How can I save the aggregated results to another index?


(Mr.xian) #1

Now, I can save the results of the query to another index,like this:

POST _reindex
{
  "source": {
    "index": "twitter",
    "query":{
        "term":{"author.keyword":"Alex"} 
    }
  },
  "dest": {
    "index": "new_twitter"
  }
}

The above DSL are like those in SQL

insert into new_twitter select * from twitter where author='Alex'

But ,how do I save the aggregated results to another index?
Like this SQL statement down here

insert into new_twitter select author,count(1) cnt from twitter group by author

(David Pilato) #2

I don't think you can with existing API.
You should do that "manually" by yourself.

Note that the new Rollup API does similar things but I think it's limited today to time based data.


(Mr.xian) #4

Well, I looked hard at the rollup document and thought it would not solve my problem, because this method is actually compression of time.So, I figured out if I could use scroll to process my data manually, which unfortunately doesn't work, because scroll can only scroll the result from query, but it can't scroll the result from aggregation.Now, I don't know what to do :frowning:


(David Pilato) #5

Why would you need to scroll the agg?

Can't you just take the response and extract from it the agg part and store it as a document?


(Mr.xian) #6

Because the results returned by agg are large, unless I set a very large size for agg, but this can be very memory consuming.If I set a small size and can't get all the agg results, for example, the following is my code so that only 100 or a limited agg can be returned

TermsAggregationBuilder cityAggs=AggregationBuilders.terms("cityAggs").field("cityName.keyword").size(100);
SearchResponse scrollResp = esClient.prepareSearch("community")
	.setScroll(new TimeValue(60000))
	.setQuery(query)
	.addAggregation(cityAggs)
	.setSize(300)
	.get();
AggregationBuilders.terms("cityAggs").field("cityName.keyword").size(100);

In this case, setSize=100, which is limited to returning only 100 aggregate results, in fact, I've got a lot of aggregate results, like a million, if I setSize=1,000,000, maybe I don't have enough memory, I guess

I'm really sorry, maybe I don't understand ES well enough, and I don't know whether I can clearly express my question :frowning:


(Mr.xian) #7
If the request specifies aggregations, only the initial search response will contain the aggregations results.

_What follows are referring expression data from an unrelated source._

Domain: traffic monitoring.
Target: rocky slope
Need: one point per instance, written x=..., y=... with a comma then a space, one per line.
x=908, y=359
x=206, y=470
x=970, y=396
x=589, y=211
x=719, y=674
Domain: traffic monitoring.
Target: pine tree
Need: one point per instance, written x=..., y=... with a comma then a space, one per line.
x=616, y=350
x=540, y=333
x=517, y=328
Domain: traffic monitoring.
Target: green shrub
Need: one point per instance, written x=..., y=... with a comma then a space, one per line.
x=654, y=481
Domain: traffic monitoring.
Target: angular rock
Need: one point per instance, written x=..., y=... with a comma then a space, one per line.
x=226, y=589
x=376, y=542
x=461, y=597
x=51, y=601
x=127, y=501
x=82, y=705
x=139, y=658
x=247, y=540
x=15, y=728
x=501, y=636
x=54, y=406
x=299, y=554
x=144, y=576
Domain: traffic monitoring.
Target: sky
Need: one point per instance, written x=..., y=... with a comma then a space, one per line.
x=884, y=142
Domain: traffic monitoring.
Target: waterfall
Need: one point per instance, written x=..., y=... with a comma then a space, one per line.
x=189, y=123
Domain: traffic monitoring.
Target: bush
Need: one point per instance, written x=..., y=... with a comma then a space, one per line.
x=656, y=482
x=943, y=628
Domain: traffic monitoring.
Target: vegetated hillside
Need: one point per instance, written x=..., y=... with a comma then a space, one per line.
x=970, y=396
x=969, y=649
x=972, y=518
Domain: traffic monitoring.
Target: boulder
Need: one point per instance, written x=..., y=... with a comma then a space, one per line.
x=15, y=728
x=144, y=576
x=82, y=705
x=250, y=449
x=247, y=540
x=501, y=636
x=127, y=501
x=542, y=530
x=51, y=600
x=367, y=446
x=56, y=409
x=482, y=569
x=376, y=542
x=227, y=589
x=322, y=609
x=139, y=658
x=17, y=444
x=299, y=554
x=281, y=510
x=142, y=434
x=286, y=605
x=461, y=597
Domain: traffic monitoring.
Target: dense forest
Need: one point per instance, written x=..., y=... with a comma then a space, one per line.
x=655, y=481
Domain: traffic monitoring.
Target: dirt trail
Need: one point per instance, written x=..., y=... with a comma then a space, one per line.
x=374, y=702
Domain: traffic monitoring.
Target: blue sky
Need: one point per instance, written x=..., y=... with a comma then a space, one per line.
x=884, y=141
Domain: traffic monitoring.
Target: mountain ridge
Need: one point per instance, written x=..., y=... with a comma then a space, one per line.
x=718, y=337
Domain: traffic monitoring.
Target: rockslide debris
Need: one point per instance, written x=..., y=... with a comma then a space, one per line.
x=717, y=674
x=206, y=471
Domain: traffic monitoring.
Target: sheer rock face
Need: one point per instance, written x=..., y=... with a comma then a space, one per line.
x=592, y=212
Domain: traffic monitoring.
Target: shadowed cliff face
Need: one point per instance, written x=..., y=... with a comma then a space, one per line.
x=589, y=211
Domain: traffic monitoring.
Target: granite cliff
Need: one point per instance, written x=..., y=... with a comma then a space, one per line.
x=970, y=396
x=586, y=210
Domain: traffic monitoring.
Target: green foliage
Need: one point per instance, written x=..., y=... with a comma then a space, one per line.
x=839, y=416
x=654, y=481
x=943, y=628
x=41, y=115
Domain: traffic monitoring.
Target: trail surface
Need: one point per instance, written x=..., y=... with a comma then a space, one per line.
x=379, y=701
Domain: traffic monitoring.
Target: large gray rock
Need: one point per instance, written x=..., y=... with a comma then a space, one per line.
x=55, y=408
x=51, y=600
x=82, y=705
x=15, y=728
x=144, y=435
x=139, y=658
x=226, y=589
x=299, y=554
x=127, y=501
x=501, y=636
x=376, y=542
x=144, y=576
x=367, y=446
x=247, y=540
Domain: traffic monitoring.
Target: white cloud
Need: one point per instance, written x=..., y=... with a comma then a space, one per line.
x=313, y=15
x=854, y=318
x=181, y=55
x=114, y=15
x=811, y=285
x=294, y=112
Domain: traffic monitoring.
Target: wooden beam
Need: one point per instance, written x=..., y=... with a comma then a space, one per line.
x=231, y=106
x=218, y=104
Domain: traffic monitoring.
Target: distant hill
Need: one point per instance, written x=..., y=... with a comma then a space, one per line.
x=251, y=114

This is what I find in a document, reference https://www.elastic.co/guide/en/elasticsearch/reference/6.4/search-request-scroll.html
As described in the document, I should be able to scroll only the result of query, not agg


(David Pilato) #8

May be this can help: https://www.elastic.co/guide/en/elasticsearch/reference/current/search-aggregations-bucket-terms-aggregation.html#search-aggregations-bucket-terms-aggregation-size

If you want to retrieve all terms or all combinations of terms in a nested terms aggregation you should use the Composite aggregation which allows to paginate over all possible terms rather than setting a size greater than the cardinality of the field in the terms aggregation. The terms aggregation is meant to return the top terms and does not allow pagination.

But:

I'm really sorry, maybe I don't understand ES well enough, and I don't know whether I can clearly express my question

May be you should express why do you want to "export" this to another index?


(Mr.xian) #9

Thank you very much, Composite Aggregation solves my problem, and I can use the "after" parameter to page the result of the Aggregation, so that I can manually save all the aggregated results to another index.

This aggregation provides a way to stream all buckets of a specific aggregation similarly to what scroll does for documents.

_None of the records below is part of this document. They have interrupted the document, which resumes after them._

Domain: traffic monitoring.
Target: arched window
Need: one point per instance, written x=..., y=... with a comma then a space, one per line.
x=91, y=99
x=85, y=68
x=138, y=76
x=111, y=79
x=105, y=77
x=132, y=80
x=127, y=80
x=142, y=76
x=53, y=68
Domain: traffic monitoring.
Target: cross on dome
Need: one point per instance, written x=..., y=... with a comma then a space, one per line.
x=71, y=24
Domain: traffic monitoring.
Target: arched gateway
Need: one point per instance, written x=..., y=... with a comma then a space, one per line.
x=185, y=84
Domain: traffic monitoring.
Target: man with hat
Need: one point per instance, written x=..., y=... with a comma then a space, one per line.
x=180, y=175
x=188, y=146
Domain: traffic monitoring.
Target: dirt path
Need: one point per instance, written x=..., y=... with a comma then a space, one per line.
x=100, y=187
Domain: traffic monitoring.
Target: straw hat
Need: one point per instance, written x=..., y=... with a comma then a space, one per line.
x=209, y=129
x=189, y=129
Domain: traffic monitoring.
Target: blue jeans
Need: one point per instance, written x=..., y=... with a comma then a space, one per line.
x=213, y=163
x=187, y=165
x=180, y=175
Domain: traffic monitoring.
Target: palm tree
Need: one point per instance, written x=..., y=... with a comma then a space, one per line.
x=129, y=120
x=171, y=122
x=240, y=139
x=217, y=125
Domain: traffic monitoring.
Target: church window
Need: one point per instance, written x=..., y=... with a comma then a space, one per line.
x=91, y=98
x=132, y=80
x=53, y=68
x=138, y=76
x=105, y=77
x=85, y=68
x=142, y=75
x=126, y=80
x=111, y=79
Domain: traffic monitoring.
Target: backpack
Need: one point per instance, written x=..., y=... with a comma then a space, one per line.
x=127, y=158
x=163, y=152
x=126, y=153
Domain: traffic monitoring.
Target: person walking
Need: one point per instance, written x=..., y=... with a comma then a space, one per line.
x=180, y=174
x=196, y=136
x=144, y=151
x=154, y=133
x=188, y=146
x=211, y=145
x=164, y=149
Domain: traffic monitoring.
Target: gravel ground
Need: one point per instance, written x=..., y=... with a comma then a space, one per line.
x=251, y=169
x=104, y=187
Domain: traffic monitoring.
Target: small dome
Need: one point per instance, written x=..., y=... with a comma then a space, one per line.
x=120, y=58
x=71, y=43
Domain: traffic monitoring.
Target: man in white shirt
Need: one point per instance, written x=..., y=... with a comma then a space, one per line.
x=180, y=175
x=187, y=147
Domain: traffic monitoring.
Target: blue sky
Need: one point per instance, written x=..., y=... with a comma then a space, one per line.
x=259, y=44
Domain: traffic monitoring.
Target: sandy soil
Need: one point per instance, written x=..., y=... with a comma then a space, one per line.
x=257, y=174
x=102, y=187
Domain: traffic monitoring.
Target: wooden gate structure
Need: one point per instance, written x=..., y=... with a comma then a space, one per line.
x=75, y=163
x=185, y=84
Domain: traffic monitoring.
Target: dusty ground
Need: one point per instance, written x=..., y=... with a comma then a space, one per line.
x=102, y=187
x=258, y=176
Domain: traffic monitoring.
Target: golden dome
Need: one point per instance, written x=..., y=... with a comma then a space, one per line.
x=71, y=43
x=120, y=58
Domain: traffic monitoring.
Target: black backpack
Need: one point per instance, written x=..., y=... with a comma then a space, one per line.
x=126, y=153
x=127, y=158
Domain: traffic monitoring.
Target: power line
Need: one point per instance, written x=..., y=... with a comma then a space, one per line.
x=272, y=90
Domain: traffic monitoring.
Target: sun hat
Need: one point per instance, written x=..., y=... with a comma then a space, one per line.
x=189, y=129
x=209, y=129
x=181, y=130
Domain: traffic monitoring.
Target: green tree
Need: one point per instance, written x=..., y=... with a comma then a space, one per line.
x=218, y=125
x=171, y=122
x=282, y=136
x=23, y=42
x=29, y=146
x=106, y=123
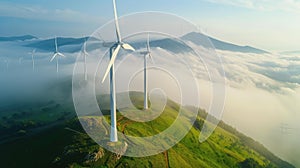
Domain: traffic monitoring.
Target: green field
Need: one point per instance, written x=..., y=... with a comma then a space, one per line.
x=65, y=144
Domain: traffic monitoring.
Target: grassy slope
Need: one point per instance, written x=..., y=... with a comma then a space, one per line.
x=225, y=148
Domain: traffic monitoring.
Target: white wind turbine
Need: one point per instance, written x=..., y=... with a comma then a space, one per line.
x=5, y=60
x=85, y=54
x=114, y=50
x=20, y=60
x=146, y=54
x=56, y=54
x=32, y=58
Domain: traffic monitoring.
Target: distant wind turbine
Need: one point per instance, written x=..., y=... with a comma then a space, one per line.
x=6, y=63
x=85, y=54
x=32, y=58
x=56, y=54
x=114, y=50
x=146, y=54
x=20, y=60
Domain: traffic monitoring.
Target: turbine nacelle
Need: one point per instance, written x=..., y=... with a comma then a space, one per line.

I'm doing this because of our needs.

We collected buildings data from multiple websites, and the same building may appear on multiple websites. Now, I want to aggregate the buildings, just like SQL

select buildingName from collected_buildings group by buildingName.

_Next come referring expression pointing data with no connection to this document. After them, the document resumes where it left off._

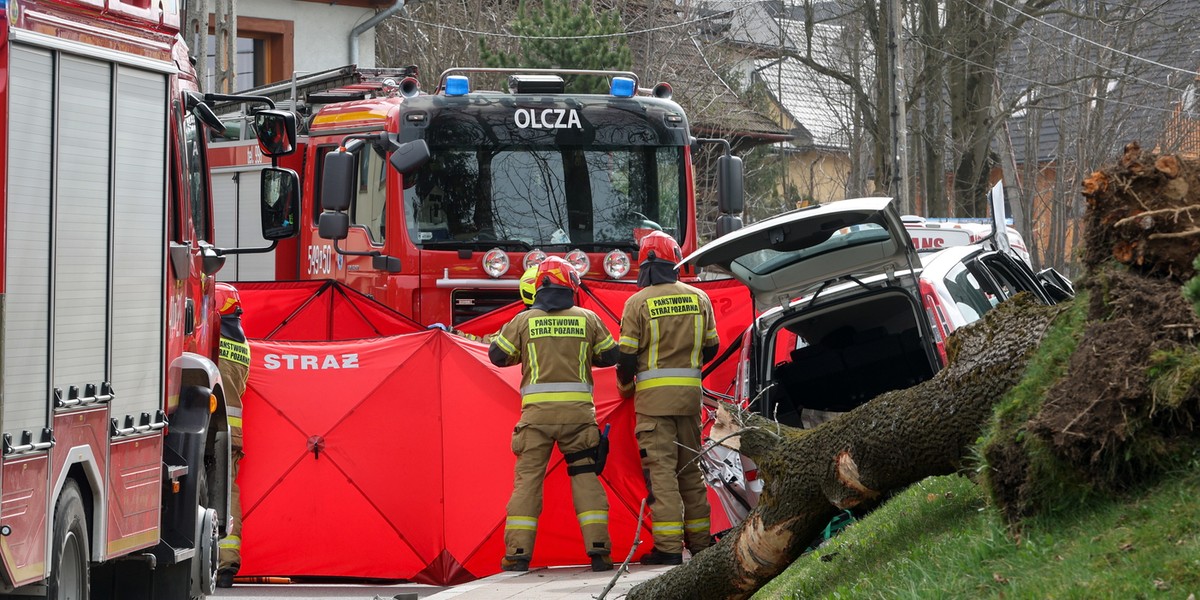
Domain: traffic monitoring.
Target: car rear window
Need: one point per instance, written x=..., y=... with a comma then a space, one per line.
x=964, y=289
x=768, y=261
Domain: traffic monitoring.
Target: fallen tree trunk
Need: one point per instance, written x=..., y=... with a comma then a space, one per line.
x=1128, y=401
x=894, y=441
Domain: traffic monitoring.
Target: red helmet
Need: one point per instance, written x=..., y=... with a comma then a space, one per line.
x=228, y=301
x=659, y=245
x=557, y=271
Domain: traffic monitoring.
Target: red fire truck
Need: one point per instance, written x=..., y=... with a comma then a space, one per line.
x=113, y=480
x=436, y=203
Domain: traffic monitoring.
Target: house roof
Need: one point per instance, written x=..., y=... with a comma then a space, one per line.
x=1141, y=88
x=820, y=105
x=713, y=106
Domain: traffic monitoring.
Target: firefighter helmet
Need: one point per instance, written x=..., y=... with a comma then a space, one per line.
x=528, y=285
x=557, y=271
x=659, y=245
x=228, y=301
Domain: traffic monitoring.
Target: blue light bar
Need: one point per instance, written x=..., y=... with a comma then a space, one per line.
x=622, y=88
x=457, y=85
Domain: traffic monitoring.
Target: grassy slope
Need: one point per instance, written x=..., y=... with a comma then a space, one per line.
x=940, y=539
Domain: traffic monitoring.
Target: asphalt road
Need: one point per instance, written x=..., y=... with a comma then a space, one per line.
x=325, y=591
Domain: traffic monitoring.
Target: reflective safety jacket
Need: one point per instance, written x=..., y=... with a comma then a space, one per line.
x=669, y=331
x=556, y=351
x=233, y=340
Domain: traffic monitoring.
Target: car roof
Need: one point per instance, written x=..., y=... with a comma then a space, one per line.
x=781, y=257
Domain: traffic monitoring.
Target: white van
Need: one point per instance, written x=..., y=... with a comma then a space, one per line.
x=935, y=234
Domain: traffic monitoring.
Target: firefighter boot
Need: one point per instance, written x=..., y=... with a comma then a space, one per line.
x=225, y=577
x=659, y=557
x=515, y=564
x=601, y=563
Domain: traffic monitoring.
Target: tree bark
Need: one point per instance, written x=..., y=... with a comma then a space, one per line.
x=897, y=439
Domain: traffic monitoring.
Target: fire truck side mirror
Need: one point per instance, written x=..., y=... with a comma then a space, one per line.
x=409, y=156
x=280, y=202
x=337, y=181
x=276, y=131
x=730, y=191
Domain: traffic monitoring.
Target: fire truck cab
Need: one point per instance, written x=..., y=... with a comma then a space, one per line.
x=436, y=203
x=113, y=479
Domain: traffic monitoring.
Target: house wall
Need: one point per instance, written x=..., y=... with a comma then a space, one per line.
x=816, y=175
x=811, y=174
x=322, y=31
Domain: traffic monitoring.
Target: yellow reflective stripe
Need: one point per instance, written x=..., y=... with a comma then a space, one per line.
x=667, y=527
x=654, y=345
x=593, y=517
x=663, y=382
x=533, y=363
x=585, y=364
x=235, y=352
x=528, y=523
x=556, y=396
x=504, y=345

Then, I need to save these aggregated buildings. Just like SQL

insert into buildings select buildingName from collected_buildings group by buildingName

Then I can use the index "buildings" to do a "non-repetitive" search of a building.


(David Pilato) #10

I can't comment more but often a way to solve problems in elasticsearch is to solve the problem at index time and not at search time.


(system) #11

This topic was automatically closed 28 days after the last reply. New replies are no longer allowed.